In dem Augenblick hätte es mich nicht gewundert, wenn ich vor Sehnsucht und Verzweiflung in die Luft aufsteigen und fliegen hätte können und so doch nach Athen gekommen wäre. Ich kann mich sehen, wie ich der Fähre nachschaue und wie die Enttäuschung, nun nicht nach Athen zu kommen und deshalb Marios nicht zu sehen, ins Unermessliche steigt. Wenn Gefühle etwas bedeuten würden, dann hätte ich über der Fähre schweben müssen, aber ich stand da und sah zu, wie dieses riesige Schiff davonfuhr.

Ich war in Fassungslosigkeit versteinert und konnte nicht begreifen, dass nun alles nicht so sein sollte, wie wir es uns gedacht hatten. Ich starrte auf die davonsegelnde Fähre, hörte das Tuten. Ich konnte die Leute sehen, die an der Reling lehnten und zurückschauten. Ich hasste Evangelos und hätte ihn morden können. Evangelos war schuld an meinem Unglück. Er war an Bord, und ich stand am Hafen. Ich konnte ihn aber nicht unter den Leuten da sehen, und dann war das Schiff auch schon zu weit weg, jemanden erkennen zu können.

Das Schiff war schon fast am Horizont angelangt, als ich mich erst wieder bewegen konnte. Das war die letzte Fähre des Tages nach Athen gewesen. Es gab keine Flüge mehr. Ich war auf dieser Insel gefangen. Vor dem nächsten Tag gab es keine Möglichkeit, von dieser Insel wegzukommen, und ich würde Marios nicht sehen.

Ich setzte mich auf eine dieser Betonbänke, die entlang der Straße zum Fährenhafen standen. Es war das Ende eines sehr heißen Tages. Alles war staubig, die Oleanderblüten hingen nach dem langen Sommer schon halbvertrocknet und dürr herunter. Auf der Straße fuhren keine Autos, und ich war fast alleine da. Die Geschäfte des Tags waren ja erledigt. Die letzte Fähre nach Athen war ausgelaufen. Ich saß da und schaute auf die Festung gegenüber. Die hochaufragende Fähre verdeckte die Aussicht ja nicht mehr.
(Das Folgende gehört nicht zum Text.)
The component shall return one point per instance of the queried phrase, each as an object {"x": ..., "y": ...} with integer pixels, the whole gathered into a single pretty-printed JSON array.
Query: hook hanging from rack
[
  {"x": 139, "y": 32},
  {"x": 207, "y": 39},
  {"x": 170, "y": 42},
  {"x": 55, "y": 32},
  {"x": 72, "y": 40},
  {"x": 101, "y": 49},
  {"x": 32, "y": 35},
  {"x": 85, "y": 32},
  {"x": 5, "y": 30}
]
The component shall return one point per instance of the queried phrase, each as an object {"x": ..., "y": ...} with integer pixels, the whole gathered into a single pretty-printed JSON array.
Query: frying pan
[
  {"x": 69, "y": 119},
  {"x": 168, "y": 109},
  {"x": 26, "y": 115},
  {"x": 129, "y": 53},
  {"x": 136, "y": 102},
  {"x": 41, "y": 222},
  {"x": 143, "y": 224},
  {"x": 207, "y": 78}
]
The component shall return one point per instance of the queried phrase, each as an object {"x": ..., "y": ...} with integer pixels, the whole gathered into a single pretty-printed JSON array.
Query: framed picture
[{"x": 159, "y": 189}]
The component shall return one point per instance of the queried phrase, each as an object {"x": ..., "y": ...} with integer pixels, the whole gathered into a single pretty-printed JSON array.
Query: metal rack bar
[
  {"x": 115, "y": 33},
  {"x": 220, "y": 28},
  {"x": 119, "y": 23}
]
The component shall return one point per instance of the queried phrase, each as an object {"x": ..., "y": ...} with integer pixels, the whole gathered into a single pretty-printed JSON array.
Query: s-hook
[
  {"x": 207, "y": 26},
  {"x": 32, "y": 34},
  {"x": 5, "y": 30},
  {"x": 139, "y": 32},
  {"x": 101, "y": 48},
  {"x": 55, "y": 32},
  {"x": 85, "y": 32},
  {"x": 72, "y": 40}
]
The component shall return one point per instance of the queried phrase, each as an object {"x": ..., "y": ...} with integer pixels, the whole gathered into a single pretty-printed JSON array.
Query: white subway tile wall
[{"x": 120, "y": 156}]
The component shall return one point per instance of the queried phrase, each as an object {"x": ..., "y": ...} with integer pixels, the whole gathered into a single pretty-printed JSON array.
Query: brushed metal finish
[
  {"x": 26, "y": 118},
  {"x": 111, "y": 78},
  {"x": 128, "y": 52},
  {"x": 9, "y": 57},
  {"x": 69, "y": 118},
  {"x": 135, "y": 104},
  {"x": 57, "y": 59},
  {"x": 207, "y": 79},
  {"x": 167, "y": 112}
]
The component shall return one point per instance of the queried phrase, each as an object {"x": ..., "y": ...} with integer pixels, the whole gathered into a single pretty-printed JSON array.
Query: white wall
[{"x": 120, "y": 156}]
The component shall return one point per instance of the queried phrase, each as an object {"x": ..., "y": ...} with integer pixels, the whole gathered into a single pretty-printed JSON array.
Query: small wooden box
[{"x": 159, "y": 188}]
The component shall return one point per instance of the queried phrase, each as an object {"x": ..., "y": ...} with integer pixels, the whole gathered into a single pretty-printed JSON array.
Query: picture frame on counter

Auf der Bank musste ich dann doch weinen. Eigentlich weine ich nicht mehr so viel. Aber ich habe in den schlimmen Zeiten gelernt, dass Weinen eine Art von Sprechen ist. Mein Weinen ist zu einer Art Selbstgespräch geworden, und ich weiß aus meinem Weinen am besten, wie es mir geht. Ich verstehe deshalb nicht, warum das Lachen so akzeptiert sein kann, wenn das Weinen doch viel wichtiger ist. Aber ich habe mich in diesen Sachen unabhängig machen müssen, es hat mich nämlich nie jemand dafür gemocht, dass ich nicht geweint habe und alles unterdrückte. Mit dem Weinen bin ich zwar allen Leuten schrecklich auf die Nerven gegangen, und besonders die Familie meiner Mutter in Kaiserbad fand das übertrieben und neurotisch. Aber so habe ich wenigstens nie aufgehört, mit mir selbst zu reden. Es ist doch die größte Angst, nach so einem Ereignis wie dem Tod der Mutter, dass eine nie wieder sprechen kann. Das können wiederum nur die wissen, die es erlebt haben, und deshalb hat es keinen Sinn, sich nach denen zu richten, die es lieber nicht wissen wollen.

Auf der Betonbank im Hafen von Heraklion war ich aber ganz allein, und es konnte niemanden stören, dass ich weinte. Ich saß da. Der Stoff meiner Bluse blieb an dem rauen Beton der Bank hängen, und ich spürte, wie bei jeder Bewegung ein neuer Faden aus dem Batist am Beton hängenblieb und wie meine Bluse immer hässlicher wurde. Ich blieb sitzen. Es war ja ohnehin alles zu Ende.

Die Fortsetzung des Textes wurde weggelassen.